Pero la historia reciente ya nos ha enseñado que los grandes planes, sin una verdadera presencia del Estado en tierra, se quedan en eso: diagnósticos, reuniones y pura burocracia. Si el plan no logra quitarle el control a la delincuencia en los municipios, todo el “billete” será meramente un parche.

El tema de la sucesión se colocó en el orden de los primeros sitios, porque de todos es sabido que el poder nunca queda vacío. Grecia Quiroz, viuda electa como sustituta, reacomoda el tablero para 2027, sobre todo en el partido guinda y sus aliados; el gobernador Alfredo Ramírez Bedolla sufrirá entre resultados en materia de seguridad y el desgajamiento de su base política.

Mientras la oposición -PRI, PAN y sectores empresariales- ya juega con su propio discurso: el abandono federal y su incapacidad para enfrentar y combatir la inseguridad. Especie que podría poner en la balanza seguridad vs bienestar.

A todo ello súmele que Uruapan es, con el aguacate, el epicentro de una “fábrica de dólares”, pues este producto agrícola mueve muchos más billetes verdes que muchas industrias nacionales; agregándole picante para hacerlo “guacamole”; sin seguridad probablemente no les den la certificación de seguridad agroindustrial exigida por Estados Unidos.

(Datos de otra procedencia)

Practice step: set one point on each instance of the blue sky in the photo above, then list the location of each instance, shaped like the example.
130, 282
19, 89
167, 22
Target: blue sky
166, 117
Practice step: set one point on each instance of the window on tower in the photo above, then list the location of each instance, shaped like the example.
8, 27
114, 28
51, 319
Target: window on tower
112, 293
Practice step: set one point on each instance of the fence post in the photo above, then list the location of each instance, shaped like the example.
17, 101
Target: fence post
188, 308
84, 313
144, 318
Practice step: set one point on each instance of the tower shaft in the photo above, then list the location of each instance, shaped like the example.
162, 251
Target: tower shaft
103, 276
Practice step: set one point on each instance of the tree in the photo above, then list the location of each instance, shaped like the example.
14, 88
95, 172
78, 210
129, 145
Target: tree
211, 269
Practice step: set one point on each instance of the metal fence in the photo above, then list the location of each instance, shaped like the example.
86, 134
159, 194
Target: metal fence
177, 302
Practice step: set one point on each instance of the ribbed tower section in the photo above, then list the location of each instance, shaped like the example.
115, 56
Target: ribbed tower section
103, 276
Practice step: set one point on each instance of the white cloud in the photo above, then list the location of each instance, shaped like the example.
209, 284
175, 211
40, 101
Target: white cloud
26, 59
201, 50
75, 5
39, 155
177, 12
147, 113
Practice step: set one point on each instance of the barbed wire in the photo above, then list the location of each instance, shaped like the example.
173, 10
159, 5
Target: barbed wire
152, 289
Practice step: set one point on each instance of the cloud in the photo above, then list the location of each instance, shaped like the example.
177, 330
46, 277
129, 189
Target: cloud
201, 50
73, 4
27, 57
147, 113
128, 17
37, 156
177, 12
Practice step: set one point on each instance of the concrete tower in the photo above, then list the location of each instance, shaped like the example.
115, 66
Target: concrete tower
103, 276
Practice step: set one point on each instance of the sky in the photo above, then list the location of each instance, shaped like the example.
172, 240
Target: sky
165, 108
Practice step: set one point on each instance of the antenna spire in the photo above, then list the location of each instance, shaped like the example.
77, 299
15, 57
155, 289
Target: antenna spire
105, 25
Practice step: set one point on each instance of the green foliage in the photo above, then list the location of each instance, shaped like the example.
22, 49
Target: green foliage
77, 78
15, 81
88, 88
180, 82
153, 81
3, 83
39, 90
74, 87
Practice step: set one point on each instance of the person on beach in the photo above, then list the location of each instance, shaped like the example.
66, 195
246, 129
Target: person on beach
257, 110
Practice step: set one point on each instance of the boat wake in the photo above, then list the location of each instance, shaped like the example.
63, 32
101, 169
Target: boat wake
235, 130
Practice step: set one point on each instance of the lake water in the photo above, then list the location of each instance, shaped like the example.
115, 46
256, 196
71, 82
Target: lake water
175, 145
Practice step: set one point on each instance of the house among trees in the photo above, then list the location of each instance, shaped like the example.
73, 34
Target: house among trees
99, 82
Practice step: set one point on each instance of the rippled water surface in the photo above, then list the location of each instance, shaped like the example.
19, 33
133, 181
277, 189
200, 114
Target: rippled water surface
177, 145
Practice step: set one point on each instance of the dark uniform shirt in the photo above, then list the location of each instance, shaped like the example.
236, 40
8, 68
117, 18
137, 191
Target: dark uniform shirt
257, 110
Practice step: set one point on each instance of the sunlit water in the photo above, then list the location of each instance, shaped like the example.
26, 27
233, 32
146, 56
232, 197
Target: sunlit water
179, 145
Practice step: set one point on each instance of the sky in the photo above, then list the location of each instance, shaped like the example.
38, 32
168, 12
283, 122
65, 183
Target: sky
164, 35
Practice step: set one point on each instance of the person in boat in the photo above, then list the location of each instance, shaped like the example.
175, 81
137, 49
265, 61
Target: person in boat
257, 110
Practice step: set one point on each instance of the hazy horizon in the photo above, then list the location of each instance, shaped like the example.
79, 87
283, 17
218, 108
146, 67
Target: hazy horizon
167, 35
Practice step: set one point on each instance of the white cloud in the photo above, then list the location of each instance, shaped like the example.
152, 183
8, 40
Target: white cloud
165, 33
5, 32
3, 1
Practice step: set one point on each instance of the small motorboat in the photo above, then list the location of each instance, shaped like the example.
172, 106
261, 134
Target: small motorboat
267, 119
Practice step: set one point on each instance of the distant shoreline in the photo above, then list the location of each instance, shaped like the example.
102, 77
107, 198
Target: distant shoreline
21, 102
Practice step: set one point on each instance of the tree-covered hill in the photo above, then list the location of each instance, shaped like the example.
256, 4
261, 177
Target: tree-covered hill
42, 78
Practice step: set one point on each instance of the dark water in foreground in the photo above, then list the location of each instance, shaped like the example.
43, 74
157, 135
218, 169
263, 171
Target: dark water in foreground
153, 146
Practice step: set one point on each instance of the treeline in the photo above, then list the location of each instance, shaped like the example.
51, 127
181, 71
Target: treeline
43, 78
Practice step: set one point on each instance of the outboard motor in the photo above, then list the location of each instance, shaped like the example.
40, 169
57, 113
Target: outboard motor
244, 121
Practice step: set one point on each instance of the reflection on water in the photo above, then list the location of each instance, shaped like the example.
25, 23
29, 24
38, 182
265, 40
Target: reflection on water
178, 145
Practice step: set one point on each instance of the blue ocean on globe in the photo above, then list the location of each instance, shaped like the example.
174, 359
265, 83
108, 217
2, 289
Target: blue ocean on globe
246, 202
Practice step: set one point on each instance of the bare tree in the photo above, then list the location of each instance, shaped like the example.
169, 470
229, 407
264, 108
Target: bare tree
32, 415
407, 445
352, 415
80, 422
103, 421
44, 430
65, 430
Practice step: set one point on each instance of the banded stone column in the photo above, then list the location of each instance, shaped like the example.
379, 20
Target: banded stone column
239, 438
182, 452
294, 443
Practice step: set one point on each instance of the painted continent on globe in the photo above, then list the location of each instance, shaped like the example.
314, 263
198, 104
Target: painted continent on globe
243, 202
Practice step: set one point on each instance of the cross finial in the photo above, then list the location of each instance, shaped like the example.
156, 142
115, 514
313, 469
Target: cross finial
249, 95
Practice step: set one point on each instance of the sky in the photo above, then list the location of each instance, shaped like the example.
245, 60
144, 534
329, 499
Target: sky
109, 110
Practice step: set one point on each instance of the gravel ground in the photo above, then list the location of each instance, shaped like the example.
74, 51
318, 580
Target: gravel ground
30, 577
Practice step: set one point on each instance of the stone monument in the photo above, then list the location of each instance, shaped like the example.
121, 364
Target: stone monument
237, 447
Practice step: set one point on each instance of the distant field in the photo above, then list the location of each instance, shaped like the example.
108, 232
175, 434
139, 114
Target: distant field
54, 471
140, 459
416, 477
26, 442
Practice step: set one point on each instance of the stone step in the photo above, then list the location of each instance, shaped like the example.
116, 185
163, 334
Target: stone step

Se ha escuchado entre las voces de la economía, la sabiduría popular y hasta los grandes analistas la frase de que “la violencia no solo mata personas, sino grandes contratos comerciales”. Ello, a pesar de que el Plan Michoacán prevé la integración de sectores productivos, pero el silencio medido, meditado de los aguacateros, parece decir que ven más que justicia, que las fronteras sigan abiertas al negocio.

La ejecución de Manzo y la violencia en la zona ya pegaron en la confianza, en la venta de productos y hasta en la cooperación con Estados Unidos. Con la llegada de Quiroz y el nuevo plan federal, el mensaje de fondo es claro: decirle a Washington y a los mercados que el Estado mexicano todavía aguanta, que sigue de pie.

Hoy el simbolismo de la asunción como nueva presidenta municipal de Uruapan se significa como la resistencia civil ante el salvajismo, independientemente de que el duelo tenga que derivar en gobierno. Así su encrucijada: o es seguridad y transparencia o será solo palabras y, una vez más, la cotidianidad impuesta por el miedo.

Sí, el dilema del Plan Michoacán y la esperanza sembrada hoy por Grecia Quiroz vuelve a plantear la interrogante que lastima: ¿Quién gobierna en México? ¿Votos, billetes o el plomo?